この日に、少しだけ個人的なお話から始めさせてください。
子どもたちは中学受験の頃から、それぞれに目標を持ち、日々の勉強を重ねてきました。
振り返れば、その時間に私自身も深く関わりながら、まさに二人三脚で歩んできた年月だったように思います。
そして今年、3番目の息子も医師国家試験に合格し、これで全員が同じ道に進むことになりました。
長く続いた一つの流れが、ようやく形になった――そんな感覚があります。
少し大げさかもしれませんが、ひとまずはミッションコンプリート、といったところでしょうか。
これからは夫婦で、自分たちの時間も大切にしていきたいと思っています。
本日は、初診時の自覚症状と眼所見のわずかな“ズレ”が、見逃してはならない重要なサインとなった症例をご紹介します。
「それほど悪くないのに、異常に痛い」
眼科外来では、
「見え方はそれほど悪くないのですが、痛みが強くて……」
という訴えを、ときどき耳にします。
多くの場合、その痛みは角膜上皮の障害や炎症で説明がつき、点眼治療によって速やかに軽快していきます。
しかし、ときにその説明が、どうしても腑に落ちないことがあります。
この症例でも、当院初診時の視力は保たれていました。
一方で患者さんは、「とにかく痛い」「目を開けていられない」と、強い眼痛を繰り返し訴えていました。
見え方と痛みの強さが、どうしても釣り合わない。
ここに、最初の違和感がありました。
所見と症状が一致しないという違和感
角膜の障害が軽度であれば、通常、痛みもそれなりの強さに収まります。
ところがこの症例では、角膜所見から想像される以上の、強い眼痛がありました。
このような
「所見の軽さ」と「症状の強さ」の食い違いは、
診断のうえで見逃してはいけないサインです。
なぜ強い痛みが生じるのか
アカントアメーバは、角膜知覚神経に沿って角膜深部へと侵入すると考えられており、いわゆる放射状角膜神経炎(radial keratoneuritis)を伴うことがあります。
このため、初期には角膜上皮や実質の変化が乏しく見える一方で、神経そのものが刺激されることで、患者さんは説明のつかない、耐えがたい痛みを感じることがあります。
すなわち、
「見た目の軽さ」と「痛みの強さ」が乖離する。
――それが、この疾患に特徴的な臨床像です。
SCL使用という重要な手がかり
もうひとつ重要だったのが、この患者さんがソフトコンタクトレンズ(SCL)使用者であったことです。
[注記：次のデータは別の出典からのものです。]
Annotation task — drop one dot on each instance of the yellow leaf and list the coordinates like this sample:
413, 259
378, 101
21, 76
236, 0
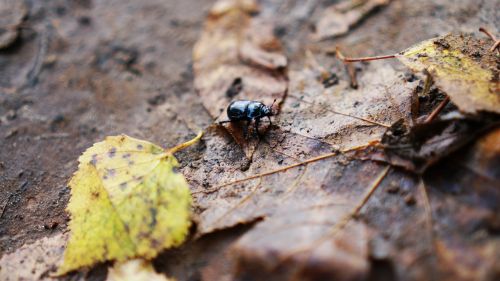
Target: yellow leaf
462, 67
126, 202
134, 270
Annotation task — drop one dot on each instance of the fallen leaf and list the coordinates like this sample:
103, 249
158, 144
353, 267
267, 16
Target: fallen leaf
337, 19
126, 201
12, 14
35, 261
134, 270
461, 66
238, 47
423, 145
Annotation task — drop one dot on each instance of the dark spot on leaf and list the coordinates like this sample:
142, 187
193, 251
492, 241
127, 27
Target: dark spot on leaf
94, 160
153, 217
112, 152
111, 172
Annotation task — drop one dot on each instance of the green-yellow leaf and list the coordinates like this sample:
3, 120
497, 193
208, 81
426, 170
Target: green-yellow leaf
462, 67
126, 202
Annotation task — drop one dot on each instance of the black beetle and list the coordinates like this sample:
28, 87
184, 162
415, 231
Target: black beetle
247, 111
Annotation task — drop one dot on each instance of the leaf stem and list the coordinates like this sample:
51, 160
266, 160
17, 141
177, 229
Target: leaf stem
437, 110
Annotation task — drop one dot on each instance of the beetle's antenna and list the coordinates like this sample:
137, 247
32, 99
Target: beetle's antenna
271, 107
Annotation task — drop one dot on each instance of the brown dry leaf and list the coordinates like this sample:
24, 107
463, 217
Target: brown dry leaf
238, 57
463, 67
337, 19
299, 205
36, 261
134, 270
12, 14
464, 197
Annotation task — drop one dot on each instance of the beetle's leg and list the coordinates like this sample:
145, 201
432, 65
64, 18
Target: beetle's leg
245, 129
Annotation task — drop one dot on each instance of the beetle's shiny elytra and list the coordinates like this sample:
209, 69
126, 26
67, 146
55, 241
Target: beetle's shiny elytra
247, 111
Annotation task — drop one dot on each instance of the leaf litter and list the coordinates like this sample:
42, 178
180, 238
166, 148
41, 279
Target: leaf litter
238, 57
344, 178
339, 18
307, 196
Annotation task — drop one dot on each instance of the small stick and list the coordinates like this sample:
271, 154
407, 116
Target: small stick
351, 70
342, 223
344, 59
492, 37
314, 159
437, 110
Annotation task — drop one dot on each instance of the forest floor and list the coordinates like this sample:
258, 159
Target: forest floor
85, 69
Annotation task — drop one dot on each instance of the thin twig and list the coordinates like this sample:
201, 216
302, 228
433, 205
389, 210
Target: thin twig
496, 41
344, 220
314, 159
345, 114
343, 58
428, 214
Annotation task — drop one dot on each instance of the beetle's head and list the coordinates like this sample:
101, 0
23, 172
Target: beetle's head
269, 110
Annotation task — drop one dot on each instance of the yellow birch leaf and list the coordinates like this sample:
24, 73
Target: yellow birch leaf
135, 270
462, 67
126, 202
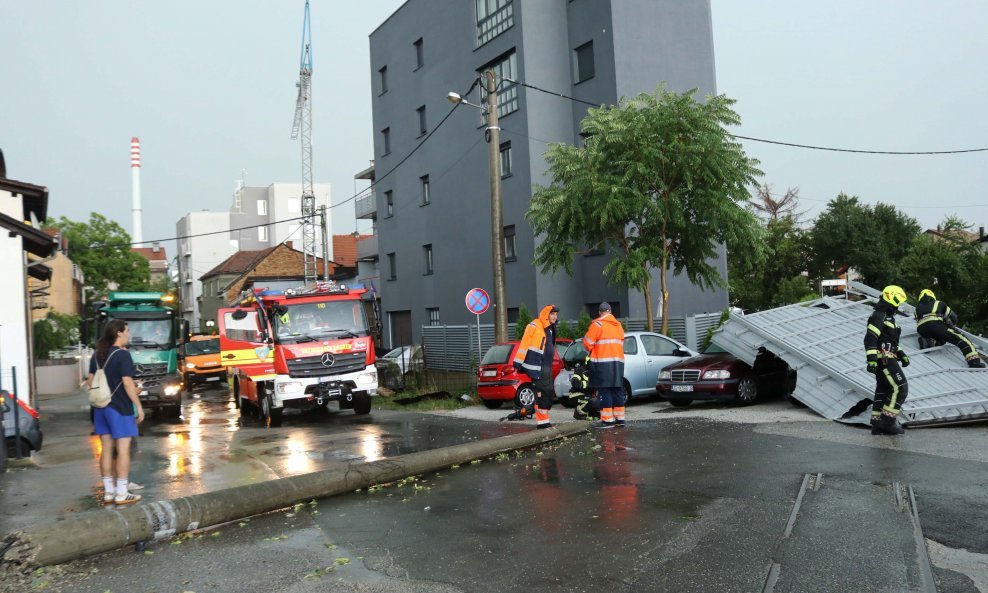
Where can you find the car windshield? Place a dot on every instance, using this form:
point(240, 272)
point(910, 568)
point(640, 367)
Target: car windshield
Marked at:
point(197, 347)
point(498, 354)
point(150, 333)
point(307, 322)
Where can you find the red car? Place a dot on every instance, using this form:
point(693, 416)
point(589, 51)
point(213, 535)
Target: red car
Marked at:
point(718, 375)
point(498, 381)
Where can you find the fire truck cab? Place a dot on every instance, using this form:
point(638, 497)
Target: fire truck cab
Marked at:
point(298, 349)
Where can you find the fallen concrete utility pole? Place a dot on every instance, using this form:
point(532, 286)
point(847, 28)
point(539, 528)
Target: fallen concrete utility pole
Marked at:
point(98, 531)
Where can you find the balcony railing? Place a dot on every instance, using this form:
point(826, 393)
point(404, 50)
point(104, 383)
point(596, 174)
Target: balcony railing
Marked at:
point(366, 207)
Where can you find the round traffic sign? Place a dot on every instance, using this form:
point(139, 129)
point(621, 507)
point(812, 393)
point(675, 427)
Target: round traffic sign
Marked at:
point(478, 300)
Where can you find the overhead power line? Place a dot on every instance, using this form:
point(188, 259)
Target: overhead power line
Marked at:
point(791, 144)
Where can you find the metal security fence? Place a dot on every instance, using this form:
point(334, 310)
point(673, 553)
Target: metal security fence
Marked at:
point(454, 347)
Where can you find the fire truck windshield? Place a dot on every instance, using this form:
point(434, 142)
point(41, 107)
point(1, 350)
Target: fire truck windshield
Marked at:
point(306, 322)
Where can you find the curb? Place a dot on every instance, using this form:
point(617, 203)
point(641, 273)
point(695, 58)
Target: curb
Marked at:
point(94, 532)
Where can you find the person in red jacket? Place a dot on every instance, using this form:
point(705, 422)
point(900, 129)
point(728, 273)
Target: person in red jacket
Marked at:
point(534, 358)
point(605, 344)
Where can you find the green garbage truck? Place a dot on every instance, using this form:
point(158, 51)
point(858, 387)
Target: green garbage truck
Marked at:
point(155, 335)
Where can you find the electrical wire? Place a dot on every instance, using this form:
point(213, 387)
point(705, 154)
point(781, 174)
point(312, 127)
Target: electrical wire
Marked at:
point(776, 142)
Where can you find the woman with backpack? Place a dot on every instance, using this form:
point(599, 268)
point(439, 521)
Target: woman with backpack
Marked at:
point(115, 423)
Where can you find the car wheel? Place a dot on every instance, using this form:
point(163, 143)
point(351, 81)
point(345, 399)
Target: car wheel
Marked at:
point(525, 397)
point(747, 391)
point(361, 403)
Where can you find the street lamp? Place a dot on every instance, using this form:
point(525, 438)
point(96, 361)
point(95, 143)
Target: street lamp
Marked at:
point(497, 217)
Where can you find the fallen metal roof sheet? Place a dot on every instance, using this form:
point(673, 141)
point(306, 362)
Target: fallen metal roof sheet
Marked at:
point(823, 341)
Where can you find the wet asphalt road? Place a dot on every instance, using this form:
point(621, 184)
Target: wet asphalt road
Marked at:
point(670, 504)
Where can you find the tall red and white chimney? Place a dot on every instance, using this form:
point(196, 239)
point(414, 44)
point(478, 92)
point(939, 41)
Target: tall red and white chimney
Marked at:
point(135, 188)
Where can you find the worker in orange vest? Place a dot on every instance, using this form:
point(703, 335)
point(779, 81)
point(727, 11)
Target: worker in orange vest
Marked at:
point(605, 344)
point(534, 358)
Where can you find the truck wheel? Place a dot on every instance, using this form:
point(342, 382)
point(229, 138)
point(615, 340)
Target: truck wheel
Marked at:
point(361, 403)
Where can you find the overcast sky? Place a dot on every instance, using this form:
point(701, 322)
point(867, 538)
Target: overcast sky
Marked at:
point(209, 87)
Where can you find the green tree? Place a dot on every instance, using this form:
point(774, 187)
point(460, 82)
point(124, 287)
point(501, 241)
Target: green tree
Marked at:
point(657, 185)
point(873, 240)
point(54, 332)
point(101, 248)
point(777, 281)
point(524, 318)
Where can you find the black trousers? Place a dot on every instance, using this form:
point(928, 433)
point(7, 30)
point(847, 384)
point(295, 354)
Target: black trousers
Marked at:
point(891, 389)
point(942, 333)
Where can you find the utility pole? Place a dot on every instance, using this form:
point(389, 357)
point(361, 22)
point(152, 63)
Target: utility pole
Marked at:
point(497, 216)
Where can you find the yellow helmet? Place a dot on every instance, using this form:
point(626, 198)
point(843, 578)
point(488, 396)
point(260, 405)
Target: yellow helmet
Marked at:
point(894, 295)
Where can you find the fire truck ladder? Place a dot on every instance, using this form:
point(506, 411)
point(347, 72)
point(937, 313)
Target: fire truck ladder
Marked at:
point(303, 125)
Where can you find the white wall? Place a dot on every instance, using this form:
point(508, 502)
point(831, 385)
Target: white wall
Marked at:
point(13, 328)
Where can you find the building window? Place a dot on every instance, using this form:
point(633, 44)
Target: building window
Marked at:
point(422, 125)
point(426, 196)
point(419, 55)
point(427, 253)
point(510, 254)
point(493, 18)
point(389, 203)
point(583, 58)
point(504, 67)
point(505, 160)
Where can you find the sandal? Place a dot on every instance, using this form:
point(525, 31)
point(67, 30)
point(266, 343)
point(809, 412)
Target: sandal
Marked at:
point(126, 499)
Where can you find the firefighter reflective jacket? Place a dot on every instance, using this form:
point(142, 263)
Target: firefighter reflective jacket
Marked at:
point(605, 343)
point(882, 337)
point(532, 348)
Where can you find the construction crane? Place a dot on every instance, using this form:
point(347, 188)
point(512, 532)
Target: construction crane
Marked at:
point(302, 126)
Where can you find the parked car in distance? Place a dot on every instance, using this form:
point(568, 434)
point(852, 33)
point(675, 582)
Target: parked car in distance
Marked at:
point(30, 427)
point(718, 375)
point(498, 381)
point(201, 362)
point(645, 355)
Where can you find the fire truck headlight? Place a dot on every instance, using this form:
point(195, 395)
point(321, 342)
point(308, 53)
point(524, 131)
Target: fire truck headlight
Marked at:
point(289, 387)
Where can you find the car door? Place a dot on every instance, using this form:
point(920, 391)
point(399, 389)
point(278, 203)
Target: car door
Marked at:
point(634, 365)
point(658, 352)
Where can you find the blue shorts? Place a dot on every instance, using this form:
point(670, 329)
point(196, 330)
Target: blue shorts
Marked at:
point(109, 421)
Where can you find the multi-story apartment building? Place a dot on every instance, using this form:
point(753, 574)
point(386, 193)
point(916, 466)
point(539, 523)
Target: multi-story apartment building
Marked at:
point(433, 210)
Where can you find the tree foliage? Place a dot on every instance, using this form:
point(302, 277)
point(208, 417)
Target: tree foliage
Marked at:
point(657, 185)
point(872, 240)
point(101, 248)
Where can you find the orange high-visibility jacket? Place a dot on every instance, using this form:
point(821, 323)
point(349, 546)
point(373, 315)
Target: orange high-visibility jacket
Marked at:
point(528, 359)
point(605, 343)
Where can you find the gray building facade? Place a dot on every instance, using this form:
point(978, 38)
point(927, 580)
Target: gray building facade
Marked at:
point(433, 211)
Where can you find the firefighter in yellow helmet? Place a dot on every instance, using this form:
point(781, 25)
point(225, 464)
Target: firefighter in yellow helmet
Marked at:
point(885, 360)
point(935, 322)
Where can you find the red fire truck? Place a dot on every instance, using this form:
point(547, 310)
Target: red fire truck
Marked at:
point(298, 349)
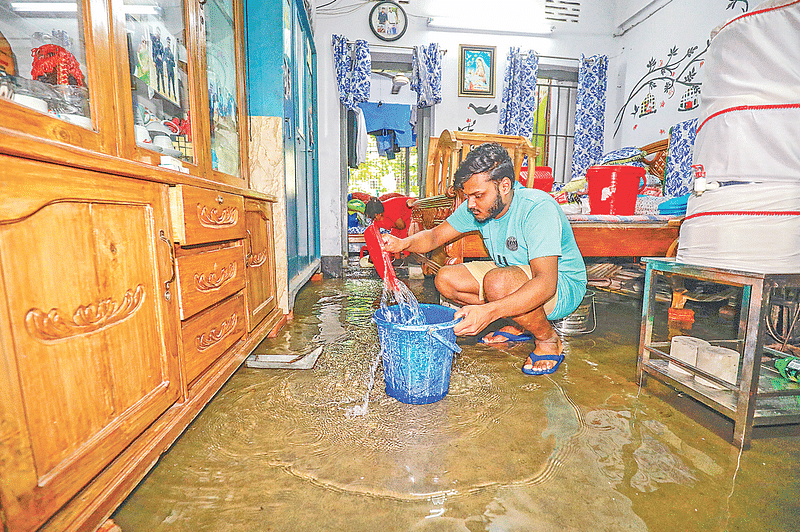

強い眼痛に加え、角膜輪部の強い充血と浮腫、さらにソフトコンタクトレンズの使用歴がある。
こうした所見がそろった場合、たとえ角膜の変化が目立たなくても、初期の放射状角膜神経炎が隠れていないかを念頭に置き、意識して角膜所見を探す必要があります。
初期のアカントアメーバ角膜炎は、慎重に「探しにいって」はじめて見つかることが、決して少なくありません。
アカントアメーバ角膜炎の眼所見
私がこの患者さんを診察した時点では、角膜輪部の充血と浮腫が強く、角膜にうっすらとした角膜実質混濁が認められていました。

角膜の内側に、楕円形の輪の形をした淡い濁り(角膜実質の混濁)がみられます。
黒目の周囲には充血と浮腫が認められ、典型的な円板状角膜炎が出現する前段階の所見と考えられます。
明らかな輪状角膜潰瘍や、典型的な円板状角膜炎といった進行例にみられる所見は認められておらず、この段階で診断と治療に至ったことで、視機能を守るための介入は十分に可能でした。
アカントアメーバ角膜炎は、頻度の高い疾患ではありません。
しかし、見逃した場合の代償は極めて大きく、
ときに重篤な視機能障害を残し、角膜移植を要することもあります。
痛みが、診断を導く
この症例は、「痛みの強さ」そのものが、
最も重要な診断の手がかりとなり得ることを、あらためて示してくれました。
そして――
「そんなに悪く見えない」のに、異常に痛い。
この違和感こそが、
見逃してはならないサインなのです。